If you are a depressed or anxious person, it might be worth considering what it is that you want more of, you would like to have, or what you value in your life. Instead of thinking what do I want to avoid start thinking about what you want to have more of in your life. What is it that would make your life more fulfilling, more engaging, more interesting, more desirable, or more alive? What is actually important to you? Sometimes people are so focused on what they are trying to get rid of they stop pursuing what they want.
Figuring out what you want more of ties in to your values, your energy, and your time. Are you sacrificing what is important to you because you are avoiding negative feelings? Have you stopped seeking activities that give you pleasure, fulfillment, obligation, a sense of contribution, or the opportunity to enhance an important relationship? If depression and anxiety interfere, this is a good time to evaluate what you might have to tolerate to go after more of what you want.
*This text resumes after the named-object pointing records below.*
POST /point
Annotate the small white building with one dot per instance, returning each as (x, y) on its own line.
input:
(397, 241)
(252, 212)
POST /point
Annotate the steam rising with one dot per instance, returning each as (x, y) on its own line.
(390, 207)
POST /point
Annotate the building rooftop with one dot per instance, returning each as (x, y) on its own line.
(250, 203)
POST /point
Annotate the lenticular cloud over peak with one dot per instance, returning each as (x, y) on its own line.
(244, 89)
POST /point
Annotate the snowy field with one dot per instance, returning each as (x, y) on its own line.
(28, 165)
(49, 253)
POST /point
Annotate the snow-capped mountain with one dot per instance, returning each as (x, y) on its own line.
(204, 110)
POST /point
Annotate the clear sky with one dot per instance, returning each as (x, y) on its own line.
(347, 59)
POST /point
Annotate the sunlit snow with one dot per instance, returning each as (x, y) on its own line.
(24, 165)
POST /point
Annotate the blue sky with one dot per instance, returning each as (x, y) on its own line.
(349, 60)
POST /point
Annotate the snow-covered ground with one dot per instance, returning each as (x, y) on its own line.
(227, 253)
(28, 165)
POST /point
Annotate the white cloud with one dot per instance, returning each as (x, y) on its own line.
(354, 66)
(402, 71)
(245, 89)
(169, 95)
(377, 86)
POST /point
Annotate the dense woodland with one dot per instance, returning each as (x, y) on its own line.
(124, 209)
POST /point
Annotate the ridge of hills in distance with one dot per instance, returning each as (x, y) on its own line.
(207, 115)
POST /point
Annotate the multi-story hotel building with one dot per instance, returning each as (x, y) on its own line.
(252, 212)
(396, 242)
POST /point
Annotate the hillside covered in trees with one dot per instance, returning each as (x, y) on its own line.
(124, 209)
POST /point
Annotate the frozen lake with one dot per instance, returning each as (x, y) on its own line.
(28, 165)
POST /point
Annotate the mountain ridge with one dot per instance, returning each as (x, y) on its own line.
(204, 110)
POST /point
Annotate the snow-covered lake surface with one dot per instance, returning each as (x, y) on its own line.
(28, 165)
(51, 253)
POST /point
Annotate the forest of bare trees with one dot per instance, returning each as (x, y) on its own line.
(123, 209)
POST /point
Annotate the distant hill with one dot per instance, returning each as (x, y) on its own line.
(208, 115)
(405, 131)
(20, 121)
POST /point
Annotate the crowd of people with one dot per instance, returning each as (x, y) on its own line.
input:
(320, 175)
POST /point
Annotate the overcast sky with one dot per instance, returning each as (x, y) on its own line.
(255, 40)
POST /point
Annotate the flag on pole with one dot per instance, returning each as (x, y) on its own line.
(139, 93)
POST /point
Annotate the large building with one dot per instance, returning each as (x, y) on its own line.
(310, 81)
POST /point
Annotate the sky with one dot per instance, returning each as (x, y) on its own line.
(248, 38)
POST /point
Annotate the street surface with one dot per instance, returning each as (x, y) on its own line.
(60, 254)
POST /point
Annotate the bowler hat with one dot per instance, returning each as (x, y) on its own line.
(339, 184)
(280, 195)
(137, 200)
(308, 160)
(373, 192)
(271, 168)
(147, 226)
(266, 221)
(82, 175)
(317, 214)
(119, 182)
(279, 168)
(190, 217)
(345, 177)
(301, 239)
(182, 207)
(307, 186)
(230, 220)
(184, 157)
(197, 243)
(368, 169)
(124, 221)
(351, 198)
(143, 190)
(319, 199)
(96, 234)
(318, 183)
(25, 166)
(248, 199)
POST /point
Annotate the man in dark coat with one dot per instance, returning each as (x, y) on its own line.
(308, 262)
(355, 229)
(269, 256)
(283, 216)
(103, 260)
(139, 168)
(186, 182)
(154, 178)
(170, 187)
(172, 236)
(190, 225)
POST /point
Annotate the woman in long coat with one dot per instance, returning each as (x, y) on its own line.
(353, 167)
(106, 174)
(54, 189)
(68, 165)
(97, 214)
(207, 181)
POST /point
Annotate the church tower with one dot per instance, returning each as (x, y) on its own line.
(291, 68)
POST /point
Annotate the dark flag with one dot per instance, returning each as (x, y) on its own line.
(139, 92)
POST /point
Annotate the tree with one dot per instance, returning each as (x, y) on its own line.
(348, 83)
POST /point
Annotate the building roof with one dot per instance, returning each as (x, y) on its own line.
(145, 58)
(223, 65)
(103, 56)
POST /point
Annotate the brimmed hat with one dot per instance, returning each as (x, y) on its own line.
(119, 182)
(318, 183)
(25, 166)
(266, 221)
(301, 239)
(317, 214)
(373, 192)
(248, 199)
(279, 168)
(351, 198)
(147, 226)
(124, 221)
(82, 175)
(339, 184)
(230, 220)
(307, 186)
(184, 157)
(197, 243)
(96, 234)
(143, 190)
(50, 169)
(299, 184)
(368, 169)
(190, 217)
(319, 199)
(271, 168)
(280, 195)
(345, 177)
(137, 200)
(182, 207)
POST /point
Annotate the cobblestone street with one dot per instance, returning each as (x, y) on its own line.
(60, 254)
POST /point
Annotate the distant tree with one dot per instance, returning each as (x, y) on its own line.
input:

Sometimes, if people have more of what they want, their buffer against depression and anxiety can be tolerated more naturally. Some people get panic attacks at work, but because their job is important to them, they find a way to bear with them. Sometimes people get depressed when important things are lost, but because they have other important and meaningful activities in their life, the depression is bearable.
People who have fulfilled lives often have a wide range of things that give them pleasure, provide a sense of work/ mastery, invest in important relationships, and find new relationships when important ones end. Diversity and stability of the good things can help people shore up more resources when things go south and important jobs and relationships end.